The EU funding package agreed yesterday was a setback for Ireland, according to the Fine Gael leader, Mr Bruton.
The Government's presentation of the deal did not include the fact that Ireland's contribution to EU funds would rise over the period to 2006 by up to £600 million a year, and this would aggravate the effect of the halving of receipts from £8 billion seven years ago to £3.4 billion now, he said.
The areas which had been left out of Objective 1 would have a special problem in that grants to industry would have to be at a maximum of 20 per cent, as against 40 per cent on parts of Europe, like eastern Germany, which were still categorised as Objective 1 regions.
Mr Bruton claimed yesterday's agreement was worse for Ireland than the original Commission proposal in two respects. The first was that the level of structural funding for the 13 counties in transition had been reduced from the original proposal, and the second that the rate of reduction in agricultural price supports was greater than was originally proposed.

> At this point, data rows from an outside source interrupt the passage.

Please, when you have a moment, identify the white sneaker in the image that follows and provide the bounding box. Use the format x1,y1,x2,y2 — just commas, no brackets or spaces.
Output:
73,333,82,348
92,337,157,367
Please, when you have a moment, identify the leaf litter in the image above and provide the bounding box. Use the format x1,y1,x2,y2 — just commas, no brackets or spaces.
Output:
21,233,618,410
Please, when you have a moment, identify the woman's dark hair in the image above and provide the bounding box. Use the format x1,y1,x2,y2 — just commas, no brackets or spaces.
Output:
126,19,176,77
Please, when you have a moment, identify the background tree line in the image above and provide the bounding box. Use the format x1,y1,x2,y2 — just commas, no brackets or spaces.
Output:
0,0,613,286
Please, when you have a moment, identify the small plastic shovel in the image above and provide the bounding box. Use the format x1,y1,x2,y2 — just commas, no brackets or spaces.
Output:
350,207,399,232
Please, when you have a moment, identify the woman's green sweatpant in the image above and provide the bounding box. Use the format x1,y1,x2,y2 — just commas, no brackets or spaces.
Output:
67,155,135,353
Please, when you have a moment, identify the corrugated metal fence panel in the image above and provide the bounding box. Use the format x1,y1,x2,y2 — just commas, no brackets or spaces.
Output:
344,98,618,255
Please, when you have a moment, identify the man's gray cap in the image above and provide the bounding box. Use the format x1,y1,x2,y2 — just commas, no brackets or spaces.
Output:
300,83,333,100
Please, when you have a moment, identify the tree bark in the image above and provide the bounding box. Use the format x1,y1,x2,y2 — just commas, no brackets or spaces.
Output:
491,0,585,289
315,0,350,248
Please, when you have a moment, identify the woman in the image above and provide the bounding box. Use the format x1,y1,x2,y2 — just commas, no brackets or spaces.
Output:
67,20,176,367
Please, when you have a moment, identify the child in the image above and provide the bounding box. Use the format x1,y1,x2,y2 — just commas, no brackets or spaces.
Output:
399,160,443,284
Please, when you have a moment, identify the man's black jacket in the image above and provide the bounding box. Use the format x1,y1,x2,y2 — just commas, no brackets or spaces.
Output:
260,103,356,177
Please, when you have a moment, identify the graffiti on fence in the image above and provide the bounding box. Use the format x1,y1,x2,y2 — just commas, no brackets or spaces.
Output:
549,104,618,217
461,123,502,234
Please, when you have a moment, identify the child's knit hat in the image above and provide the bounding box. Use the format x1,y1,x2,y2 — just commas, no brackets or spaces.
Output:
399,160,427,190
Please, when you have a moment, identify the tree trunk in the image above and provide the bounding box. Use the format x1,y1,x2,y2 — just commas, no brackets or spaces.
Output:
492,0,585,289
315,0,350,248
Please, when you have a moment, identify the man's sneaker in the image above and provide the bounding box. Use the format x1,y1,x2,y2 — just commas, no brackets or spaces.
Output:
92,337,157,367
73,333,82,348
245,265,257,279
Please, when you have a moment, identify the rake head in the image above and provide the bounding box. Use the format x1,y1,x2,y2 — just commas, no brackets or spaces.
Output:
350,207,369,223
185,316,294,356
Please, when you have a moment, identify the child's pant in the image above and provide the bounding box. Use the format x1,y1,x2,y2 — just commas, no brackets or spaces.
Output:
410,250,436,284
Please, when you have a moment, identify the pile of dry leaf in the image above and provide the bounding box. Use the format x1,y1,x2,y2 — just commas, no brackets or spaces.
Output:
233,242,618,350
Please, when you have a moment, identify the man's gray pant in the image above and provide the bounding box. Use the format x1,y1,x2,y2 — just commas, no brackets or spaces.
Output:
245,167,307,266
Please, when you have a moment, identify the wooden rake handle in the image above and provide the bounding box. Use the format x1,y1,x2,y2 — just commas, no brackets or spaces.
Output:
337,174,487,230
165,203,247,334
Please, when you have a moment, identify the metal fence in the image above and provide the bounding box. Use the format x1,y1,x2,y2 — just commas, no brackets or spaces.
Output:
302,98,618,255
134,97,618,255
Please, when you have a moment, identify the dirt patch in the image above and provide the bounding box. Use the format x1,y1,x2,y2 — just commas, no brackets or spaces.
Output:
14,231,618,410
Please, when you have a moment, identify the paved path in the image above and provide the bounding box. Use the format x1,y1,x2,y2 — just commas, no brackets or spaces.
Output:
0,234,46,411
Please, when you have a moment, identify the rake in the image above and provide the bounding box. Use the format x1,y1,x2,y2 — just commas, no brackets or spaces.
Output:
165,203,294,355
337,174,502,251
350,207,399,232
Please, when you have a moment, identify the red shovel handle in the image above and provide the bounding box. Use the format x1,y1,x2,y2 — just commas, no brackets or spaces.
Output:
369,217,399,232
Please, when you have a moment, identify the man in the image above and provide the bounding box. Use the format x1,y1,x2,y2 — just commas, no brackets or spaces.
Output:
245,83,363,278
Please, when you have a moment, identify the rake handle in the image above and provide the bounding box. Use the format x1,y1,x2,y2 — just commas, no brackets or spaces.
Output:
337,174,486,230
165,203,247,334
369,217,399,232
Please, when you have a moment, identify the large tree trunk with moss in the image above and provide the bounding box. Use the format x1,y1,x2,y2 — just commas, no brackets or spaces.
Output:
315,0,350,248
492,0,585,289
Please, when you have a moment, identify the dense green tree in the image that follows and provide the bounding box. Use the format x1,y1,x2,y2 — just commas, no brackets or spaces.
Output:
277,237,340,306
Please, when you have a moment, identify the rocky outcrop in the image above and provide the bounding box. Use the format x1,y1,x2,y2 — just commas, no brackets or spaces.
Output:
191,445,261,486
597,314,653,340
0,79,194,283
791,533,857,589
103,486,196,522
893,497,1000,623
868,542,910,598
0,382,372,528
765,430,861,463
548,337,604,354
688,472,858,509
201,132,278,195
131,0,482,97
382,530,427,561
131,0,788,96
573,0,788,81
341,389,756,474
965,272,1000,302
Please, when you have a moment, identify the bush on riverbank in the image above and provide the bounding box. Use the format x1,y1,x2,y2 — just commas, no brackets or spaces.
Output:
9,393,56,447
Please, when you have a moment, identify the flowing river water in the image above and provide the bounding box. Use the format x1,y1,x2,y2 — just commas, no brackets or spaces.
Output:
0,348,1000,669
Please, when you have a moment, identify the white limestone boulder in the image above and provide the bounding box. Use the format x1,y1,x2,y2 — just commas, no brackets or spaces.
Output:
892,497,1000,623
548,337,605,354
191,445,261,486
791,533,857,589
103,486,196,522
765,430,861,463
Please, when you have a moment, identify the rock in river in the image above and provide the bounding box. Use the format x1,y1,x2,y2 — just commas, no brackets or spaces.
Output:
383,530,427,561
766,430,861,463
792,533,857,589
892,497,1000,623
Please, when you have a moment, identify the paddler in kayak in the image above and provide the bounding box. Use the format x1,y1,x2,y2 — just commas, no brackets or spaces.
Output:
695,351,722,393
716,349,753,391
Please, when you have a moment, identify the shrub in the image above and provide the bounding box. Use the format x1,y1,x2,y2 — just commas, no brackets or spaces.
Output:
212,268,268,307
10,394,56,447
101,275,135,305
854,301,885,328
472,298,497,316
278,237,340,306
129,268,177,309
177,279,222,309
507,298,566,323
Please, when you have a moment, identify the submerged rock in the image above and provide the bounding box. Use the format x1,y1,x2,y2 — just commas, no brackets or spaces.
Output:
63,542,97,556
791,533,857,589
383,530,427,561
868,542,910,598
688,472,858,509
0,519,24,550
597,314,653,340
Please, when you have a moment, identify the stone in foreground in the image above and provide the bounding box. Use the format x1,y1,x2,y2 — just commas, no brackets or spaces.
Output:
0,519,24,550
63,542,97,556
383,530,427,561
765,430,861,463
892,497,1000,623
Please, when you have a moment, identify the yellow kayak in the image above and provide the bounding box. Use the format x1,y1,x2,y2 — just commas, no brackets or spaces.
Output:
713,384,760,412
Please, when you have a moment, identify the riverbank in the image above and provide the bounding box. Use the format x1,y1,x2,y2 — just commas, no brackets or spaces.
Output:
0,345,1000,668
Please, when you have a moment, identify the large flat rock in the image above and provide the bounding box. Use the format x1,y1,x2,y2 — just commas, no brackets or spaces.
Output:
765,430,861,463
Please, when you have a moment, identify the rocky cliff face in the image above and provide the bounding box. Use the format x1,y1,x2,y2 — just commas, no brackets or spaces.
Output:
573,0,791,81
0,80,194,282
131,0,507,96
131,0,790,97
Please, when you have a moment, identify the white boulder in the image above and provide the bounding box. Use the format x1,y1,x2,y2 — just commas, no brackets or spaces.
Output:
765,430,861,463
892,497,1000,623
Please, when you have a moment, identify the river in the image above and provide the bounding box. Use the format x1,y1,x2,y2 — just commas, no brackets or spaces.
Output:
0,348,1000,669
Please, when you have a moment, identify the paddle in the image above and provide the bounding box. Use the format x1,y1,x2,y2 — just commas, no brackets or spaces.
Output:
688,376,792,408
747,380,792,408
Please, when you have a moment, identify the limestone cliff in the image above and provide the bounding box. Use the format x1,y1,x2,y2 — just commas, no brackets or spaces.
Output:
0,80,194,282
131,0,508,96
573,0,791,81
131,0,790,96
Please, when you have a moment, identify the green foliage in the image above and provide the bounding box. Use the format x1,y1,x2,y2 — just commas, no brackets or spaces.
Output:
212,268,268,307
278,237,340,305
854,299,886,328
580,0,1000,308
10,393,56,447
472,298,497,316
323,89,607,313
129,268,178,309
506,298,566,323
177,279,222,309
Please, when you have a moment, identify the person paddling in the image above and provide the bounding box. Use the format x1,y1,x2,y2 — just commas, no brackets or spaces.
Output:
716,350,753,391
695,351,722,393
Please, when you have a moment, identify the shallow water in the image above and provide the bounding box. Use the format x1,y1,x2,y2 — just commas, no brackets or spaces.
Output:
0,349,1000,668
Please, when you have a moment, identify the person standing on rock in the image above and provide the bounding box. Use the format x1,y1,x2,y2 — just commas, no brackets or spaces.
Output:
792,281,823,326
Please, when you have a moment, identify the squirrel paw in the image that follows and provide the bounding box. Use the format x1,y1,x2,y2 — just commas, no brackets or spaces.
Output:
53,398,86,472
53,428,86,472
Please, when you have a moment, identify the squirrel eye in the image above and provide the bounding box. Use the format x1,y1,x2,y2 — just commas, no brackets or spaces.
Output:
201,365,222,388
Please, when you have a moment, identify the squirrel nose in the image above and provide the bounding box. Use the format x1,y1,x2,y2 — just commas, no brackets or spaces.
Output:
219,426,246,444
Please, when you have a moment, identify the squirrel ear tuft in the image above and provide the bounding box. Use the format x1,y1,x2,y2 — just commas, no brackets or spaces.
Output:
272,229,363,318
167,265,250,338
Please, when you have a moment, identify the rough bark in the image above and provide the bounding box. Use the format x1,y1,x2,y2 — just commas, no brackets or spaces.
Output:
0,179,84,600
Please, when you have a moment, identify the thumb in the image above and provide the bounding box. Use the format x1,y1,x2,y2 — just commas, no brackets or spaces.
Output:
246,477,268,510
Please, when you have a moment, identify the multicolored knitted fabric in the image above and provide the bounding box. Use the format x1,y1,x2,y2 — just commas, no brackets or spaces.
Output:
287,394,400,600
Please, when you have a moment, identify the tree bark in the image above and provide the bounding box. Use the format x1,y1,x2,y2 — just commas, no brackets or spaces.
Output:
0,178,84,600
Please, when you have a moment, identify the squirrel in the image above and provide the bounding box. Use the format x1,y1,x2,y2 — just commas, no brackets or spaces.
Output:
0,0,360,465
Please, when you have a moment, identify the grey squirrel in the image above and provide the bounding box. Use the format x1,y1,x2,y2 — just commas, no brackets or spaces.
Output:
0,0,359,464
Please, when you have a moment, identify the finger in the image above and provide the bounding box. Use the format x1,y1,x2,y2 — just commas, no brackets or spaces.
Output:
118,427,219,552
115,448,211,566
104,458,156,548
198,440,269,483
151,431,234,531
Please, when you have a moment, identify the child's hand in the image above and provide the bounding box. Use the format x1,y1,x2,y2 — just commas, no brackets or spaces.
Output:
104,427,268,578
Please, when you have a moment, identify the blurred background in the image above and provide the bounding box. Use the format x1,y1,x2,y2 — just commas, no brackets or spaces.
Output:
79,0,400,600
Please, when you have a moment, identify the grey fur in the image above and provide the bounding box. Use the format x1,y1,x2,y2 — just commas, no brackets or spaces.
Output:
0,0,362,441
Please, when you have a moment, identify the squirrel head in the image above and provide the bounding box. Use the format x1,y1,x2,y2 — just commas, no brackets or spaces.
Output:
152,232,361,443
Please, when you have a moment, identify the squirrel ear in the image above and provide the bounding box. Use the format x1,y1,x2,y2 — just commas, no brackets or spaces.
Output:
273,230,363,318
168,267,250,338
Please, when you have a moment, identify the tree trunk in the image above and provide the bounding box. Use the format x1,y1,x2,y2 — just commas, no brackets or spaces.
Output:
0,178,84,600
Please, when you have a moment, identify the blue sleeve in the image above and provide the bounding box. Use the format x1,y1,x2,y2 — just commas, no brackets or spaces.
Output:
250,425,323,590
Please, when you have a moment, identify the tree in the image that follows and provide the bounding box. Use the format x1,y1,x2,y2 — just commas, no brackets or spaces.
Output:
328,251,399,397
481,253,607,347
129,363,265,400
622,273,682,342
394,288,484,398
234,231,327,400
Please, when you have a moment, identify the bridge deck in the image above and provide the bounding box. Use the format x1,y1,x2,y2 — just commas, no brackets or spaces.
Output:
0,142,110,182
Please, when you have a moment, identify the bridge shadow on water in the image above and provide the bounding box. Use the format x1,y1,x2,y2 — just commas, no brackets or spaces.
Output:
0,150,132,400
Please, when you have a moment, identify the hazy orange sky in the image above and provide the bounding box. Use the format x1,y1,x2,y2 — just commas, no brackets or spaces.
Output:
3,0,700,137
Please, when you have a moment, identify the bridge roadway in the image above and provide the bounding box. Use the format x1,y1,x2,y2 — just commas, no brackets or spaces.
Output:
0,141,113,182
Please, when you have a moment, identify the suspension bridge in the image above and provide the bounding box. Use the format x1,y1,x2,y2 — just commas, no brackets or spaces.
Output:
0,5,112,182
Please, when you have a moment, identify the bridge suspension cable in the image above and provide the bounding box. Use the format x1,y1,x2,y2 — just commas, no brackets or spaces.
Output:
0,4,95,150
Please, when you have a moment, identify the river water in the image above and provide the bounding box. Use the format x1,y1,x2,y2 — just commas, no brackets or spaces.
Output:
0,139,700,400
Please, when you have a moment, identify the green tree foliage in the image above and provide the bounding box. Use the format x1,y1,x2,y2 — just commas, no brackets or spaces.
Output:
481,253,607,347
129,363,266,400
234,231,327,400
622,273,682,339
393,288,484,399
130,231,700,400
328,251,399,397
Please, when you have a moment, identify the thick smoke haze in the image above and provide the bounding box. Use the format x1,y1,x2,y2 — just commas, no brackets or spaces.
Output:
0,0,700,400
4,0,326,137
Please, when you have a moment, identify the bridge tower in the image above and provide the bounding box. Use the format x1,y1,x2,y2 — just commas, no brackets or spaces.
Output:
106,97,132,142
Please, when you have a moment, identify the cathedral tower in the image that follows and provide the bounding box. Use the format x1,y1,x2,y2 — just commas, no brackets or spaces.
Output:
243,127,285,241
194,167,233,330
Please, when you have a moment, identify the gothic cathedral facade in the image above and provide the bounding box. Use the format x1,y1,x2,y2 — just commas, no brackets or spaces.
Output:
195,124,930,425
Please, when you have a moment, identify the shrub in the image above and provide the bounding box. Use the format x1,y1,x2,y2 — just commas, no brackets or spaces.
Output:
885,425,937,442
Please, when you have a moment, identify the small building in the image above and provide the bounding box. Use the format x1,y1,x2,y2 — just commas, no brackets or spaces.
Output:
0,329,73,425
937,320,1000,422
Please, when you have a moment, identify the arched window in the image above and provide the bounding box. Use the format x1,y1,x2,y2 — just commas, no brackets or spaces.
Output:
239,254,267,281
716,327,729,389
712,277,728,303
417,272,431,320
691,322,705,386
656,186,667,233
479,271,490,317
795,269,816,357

However, the Labour Party leader, Mr Ruairi Quinn, said that final judgment on the compromise EU aid package should be suspended until the fine print of the deal became available.
At face value, he said, the £3.4 billion package was quite significant and was generally what Ireland had expected before the Agenda 2000 negotiations. But given the watering-down of the package secured at the Edinburgh summit in 1992 by Mr Albert Reynolds, the then Taoiseach, it would be negligent to accept the deal as over and done with, he added.
Mr Quinn said that at this point the most crucial aspect of this deal was how the money would be spent.